Questa distinzione è utile soprattutto quando più fornitori operano sullo stesso ambiente. Senza un presidio di governance, ciascuno può svolgere correttamente la propria attività senza che nessuno abbia una visione completa di accessi, responsabilità, priorità e rischi residui. Il vCISO diventa il punto di raccordo tra direzione, tecnici e partner esterni.
Il modello funziona anche quando l’azienda possiede già competenze interne mature. In quel caso, il valore del vCISO può concentrarsi su assessment indipendente, reporting direzionale, gestione della compliance, preparazione ad audit e supporto nelle decisioni più critiche. Non è una formula rigida: per alcune PMI è un presidio continuativo, per altre un affiancamento periodico legato a una fase di crescita o a un progetto industriale.
Come valutare un servizio vCISO
La scelta non dovrebbe basarsi soltanto sul numero di documenti prodotti o sulle certificazioni dichiarate. Occorre verificare se il partner sa comprendere processi produttivi, dipendenze applicative, requisiti di filiera e vincoli di budget. Una roadmap utile deve indicare responsabilità, tempistiche, priorità e risultati attesi.

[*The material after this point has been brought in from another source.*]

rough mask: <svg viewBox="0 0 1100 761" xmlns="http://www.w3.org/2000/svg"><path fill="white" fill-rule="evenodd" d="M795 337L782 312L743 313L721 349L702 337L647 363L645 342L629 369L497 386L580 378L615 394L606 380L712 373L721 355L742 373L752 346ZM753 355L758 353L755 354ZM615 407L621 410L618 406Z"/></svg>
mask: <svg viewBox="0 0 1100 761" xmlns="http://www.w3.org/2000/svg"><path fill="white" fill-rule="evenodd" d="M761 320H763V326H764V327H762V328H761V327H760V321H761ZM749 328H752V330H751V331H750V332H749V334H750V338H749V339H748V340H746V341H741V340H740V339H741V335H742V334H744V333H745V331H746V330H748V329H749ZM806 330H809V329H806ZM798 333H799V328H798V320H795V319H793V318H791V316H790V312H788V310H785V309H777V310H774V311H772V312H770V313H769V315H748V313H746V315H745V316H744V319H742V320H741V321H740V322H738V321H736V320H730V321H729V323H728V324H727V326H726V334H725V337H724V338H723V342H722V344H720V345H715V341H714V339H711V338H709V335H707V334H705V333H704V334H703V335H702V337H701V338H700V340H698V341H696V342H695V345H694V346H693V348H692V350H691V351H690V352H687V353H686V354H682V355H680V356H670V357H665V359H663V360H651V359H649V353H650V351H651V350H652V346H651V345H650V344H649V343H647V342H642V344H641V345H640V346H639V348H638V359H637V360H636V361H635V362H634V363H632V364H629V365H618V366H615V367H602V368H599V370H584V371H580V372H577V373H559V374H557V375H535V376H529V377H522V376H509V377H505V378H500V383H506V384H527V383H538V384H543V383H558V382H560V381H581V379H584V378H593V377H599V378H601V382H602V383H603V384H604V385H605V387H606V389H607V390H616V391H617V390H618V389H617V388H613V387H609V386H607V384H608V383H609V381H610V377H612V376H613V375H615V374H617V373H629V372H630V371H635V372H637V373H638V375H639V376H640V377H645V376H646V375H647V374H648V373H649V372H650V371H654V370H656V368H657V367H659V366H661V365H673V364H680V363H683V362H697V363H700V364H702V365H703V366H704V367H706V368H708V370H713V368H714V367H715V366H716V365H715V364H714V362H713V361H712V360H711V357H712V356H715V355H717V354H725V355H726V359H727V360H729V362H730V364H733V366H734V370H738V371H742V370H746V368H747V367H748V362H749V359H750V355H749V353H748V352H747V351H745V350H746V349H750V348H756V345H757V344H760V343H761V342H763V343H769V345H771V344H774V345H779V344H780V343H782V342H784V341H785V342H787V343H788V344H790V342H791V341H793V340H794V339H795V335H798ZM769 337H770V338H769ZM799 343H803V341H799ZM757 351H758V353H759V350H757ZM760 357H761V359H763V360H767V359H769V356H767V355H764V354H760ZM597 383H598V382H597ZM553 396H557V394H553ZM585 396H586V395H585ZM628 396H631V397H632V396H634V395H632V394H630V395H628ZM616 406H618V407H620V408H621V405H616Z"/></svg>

È altrettanto rilevante la capacità di lavorare con l’ecosistema esistente. Un vCISO efficace non propone di sostituire ogni tecnologia: verifica ciò che è già disponibile, individua configurazioni da correggere e suggerisce nuovi investimenti solo quando sono giustificati dal rischio e dal ritorno operativo.
INGENIA applica questo approccio collegando cybersecurity, digitalizzazione industriale e sviluppo software ai flussi concreti dell’impresa. Perché un controllo di sicurezza ha valore quando protegge davvero la continuità del processo, la qualità del dato e la capacità di servire il cliente.
La domanda da porre non è se una PMI possa permettersi un vCISO. È quanto costa lasciare senza una regia continuativa gli asset che sostengono produzione, relazioni commerciali e crescita internazionale. Partire da una valutazione mirata permette di trasformare questa risposta in un piano d’azione realistico, misurabile e proporzionato all’azienda.